Knobloch K, Vogt P M
Plastische, Hand- und Wiederherstellungschirurgie, Medizinische Hochschule Hannover, Carl-Neuberg-Strasse 1, 30625 Hannover.
Chirurg. 2010 May;81(5):441-6. doi: 10.1007/s00104-010-1917-3.
Mathes and Nahai introduced the conventional reconstructive ladder in 1982 to address tissue defects starting with primary and secondary closure of wounds followed by autologous skin grafting. Regional and local pedicled flaps, tissue expansion and free tissue transfer were further steps. Despite enormous achievements and refinements in these techniques, clinical situations and problems occur beyond the scope of these conventional reconstructive measures. Composite tissue allotransplantation (CTA) of partial faces or of unilateral or bilateral forearms and upper arms, are a novel part of transplantation medicine. The initially reported clinical results are encouraging, especially in light of the initial clinical reports of organ transplantation. However, short and long term problems such as potential tumor induction by immunosuppression and chronic rejection must be taken into consideration. Given the fact that patients receiving CTA have already undergone various reconstructive procedures before, patients often gain tremendous improvement in the quality of life. Robots such as the Da Vinci system for surgeons and the Penelope assistant robot have found their way into the surgical routine. While even microsurgical anastomosis has been accomplished using the Da Vinci system, the total amount of time and resources spent is beyond being practical at present. Regeneration and tissue engineering are of distinct interest in reconstructive surgery. Adipose-derived stem cell transfer is able not only to improve contour defects by volume effects, but also to improve the quality of the overlying skin. Therefore we would propose that these novel techniques, CTA, robotics, regeneration and tissue engineering should be considered as potential future integral cogs in the reconstructive mechanism for the 21st century with the patient being at the centre of the reconstructive efforts.

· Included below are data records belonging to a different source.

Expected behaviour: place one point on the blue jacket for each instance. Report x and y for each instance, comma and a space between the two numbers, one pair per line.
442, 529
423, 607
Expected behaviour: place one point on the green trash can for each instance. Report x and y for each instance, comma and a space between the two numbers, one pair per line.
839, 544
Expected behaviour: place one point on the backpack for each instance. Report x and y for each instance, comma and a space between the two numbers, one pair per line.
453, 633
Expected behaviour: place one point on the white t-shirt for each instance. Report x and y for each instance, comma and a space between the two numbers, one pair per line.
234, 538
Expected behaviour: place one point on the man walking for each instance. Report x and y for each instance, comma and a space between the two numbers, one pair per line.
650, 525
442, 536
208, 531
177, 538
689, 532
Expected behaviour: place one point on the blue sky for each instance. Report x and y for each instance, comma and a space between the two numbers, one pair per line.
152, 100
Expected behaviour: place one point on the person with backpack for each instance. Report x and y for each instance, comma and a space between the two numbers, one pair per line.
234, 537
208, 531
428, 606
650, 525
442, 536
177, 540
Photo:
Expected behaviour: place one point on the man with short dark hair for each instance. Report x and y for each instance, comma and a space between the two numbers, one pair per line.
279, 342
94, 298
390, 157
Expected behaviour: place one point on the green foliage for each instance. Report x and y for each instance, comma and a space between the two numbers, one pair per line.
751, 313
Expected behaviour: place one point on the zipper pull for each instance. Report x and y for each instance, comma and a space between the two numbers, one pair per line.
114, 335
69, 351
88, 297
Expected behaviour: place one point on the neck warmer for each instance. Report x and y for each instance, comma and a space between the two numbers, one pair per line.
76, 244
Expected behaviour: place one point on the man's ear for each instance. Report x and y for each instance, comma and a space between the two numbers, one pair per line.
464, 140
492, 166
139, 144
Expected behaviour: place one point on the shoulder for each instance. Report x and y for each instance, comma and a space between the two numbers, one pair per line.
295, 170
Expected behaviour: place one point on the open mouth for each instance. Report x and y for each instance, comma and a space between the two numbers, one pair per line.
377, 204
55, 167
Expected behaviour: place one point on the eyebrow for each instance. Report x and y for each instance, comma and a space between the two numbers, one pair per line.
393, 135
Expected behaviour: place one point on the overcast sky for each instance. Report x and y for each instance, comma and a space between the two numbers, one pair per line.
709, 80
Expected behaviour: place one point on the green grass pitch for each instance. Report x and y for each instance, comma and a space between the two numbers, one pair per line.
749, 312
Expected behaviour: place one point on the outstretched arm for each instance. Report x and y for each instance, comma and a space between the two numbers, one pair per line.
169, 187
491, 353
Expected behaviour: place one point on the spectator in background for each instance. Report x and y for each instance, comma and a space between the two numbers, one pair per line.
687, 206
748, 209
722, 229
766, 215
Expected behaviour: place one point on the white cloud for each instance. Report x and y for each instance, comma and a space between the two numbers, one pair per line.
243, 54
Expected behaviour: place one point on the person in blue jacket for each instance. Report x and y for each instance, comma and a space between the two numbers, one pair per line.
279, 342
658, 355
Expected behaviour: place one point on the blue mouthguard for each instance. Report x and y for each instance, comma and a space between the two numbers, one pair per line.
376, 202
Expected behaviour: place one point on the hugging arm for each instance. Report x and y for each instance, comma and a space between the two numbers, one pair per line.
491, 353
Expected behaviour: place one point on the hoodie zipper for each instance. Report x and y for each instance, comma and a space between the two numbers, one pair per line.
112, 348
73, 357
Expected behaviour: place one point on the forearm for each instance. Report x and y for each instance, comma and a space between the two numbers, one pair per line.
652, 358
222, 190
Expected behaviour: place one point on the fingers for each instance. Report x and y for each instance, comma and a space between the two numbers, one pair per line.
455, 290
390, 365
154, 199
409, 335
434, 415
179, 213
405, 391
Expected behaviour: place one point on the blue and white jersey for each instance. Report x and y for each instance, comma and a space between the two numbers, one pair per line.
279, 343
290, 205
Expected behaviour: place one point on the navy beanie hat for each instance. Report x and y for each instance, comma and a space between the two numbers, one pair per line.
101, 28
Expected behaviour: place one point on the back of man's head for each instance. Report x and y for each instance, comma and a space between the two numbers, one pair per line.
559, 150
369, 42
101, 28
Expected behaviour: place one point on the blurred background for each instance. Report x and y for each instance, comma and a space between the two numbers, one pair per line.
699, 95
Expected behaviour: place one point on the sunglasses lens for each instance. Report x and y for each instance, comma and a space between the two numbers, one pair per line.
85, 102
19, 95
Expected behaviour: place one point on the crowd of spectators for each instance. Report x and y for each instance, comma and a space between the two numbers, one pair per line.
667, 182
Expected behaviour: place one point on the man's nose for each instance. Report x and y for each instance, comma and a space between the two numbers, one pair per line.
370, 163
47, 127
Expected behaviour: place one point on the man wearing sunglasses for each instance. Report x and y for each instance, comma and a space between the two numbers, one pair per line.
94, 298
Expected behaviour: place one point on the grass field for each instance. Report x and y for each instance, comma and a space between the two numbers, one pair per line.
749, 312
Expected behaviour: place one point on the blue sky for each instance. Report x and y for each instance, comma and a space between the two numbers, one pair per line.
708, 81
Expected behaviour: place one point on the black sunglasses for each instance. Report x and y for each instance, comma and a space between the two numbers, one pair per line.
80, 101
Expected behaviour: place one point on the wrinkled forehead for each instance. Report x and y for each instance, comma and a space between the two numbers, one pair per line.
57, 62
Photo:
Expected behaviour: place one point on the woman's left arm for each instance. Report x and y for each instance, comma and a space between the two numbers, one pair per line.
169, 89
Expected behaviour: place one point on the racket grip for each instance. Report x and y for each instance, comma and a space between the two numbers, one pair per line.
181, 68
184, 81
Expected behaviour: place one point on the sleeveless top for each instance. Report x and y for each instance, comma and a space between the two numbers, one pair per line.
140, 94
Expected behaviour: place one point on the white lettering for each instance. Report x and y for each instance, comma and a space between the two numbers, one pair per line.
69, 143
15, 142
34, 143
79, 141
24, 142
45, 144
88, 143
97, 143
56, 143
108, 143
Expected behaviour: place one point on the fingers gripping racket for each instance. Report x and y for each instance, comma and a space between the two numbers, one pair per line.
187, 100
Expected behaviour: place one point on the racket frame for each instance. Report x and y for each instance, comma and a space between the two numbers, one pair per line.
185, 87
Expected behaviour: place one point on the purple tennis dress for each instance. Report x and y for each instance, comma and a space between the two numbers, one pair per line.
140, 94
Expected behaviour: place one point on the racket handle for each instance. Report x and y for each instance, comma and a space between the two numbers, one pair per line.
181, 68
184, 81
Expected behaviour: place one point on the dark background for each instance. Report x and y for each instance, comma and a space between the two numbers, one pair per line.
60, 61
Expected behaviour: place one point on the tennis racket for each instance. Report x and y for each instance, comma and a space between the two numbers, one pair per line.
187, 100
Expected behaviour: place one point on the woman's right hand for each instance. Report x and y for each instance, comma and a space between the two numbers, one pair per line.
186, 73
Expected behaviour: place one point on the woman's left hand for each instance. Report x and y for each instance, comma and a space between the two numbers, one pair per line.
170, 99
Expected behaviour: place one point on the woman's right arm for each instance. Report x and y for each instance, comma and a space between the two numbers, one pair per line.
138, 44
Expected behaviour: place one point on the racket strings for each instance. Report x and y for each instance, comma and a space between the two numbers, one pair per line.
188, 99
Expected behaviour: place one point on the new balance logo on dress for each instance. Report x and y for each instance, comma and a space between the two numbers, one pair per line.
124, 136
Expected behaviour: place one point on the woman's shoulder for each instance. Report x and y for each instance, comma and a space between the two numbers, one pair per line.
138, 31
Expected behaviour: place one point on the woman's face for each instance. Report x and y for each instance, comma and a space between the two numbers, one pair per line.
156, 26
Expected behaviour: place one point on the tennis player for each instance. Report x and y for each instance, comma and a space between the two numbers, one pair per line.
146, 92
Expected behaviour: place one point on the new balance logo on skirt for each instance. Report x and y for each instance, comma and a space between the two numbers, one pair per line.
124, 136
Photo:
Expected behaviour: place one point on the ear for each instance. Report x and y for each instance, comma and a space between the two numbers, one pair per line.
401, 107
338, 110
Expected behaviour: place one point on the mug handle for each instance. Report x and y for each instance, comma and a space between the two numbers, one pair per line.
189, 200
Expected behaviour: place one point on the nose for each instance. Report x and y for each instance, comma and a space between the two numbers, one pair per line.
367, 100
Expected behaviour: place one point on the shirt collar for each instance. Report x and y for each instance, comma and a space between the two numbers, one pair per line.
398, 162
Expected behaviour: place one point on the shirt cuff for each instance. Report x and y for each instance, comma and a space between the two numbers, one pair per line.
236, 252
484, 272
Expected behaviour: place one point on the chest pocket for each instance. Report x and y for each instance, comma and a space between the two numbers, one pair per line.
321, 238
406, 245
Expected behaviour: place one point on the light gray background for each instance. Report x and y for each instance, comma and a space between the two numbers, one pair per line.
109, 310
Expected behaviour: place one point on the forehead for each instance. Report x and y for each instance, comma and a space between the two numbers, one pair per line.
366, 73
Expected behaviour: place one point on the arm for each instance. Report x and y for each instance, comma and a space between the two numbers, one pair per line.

1982年,马西斯和纳海引入了传统的重建阶梯,以解决组织缺损问题,首先是伤口的一期和二期缝合,然后是自体皮肤移植。区域和局部带蒂皮瓣、组织扩张和游离组织移植是进一步的步骤。尽管这些技术取得了巨大成就并不断完善,但临床情况和问题超出了这些传统重建措施的范围。部分面部或单侧或双侧前臂及上臂的复合组织异体移植(CTA)是移植医学的一个新领域。最初报道的临床结果令人鼓舞,特别是鉴于器官移植的最初临床报告。然而,必须考虑到短期和长期问题,如免疫抑制可能导致肿瘤诱导和慢性排斥反应。鉴于接受CTA的患者此前已经接受了各种重建手术,患者的生活质量往往有了极大改善。达芬奇系统等外科手术机器人以及佩内洛普辅助机器人已经进入手术常规。虽然使用达芬奇系统甚至已经完成了显微外科吻合,但目前所花费的总时间和资源并不实用。再生和组织工程在重建外科中具有独特的意义。脂肪来源干细胞移植不仅能够通过体积效应改善轮廓缺损,还能改善覆盖皮肤的质量。因此,我们建议,这些新技术,即CTA、机器人技术、再生和组织工程,应被视为21世纪重建机制中未来潜在的重要组成部分,患者应是重建努力的核心。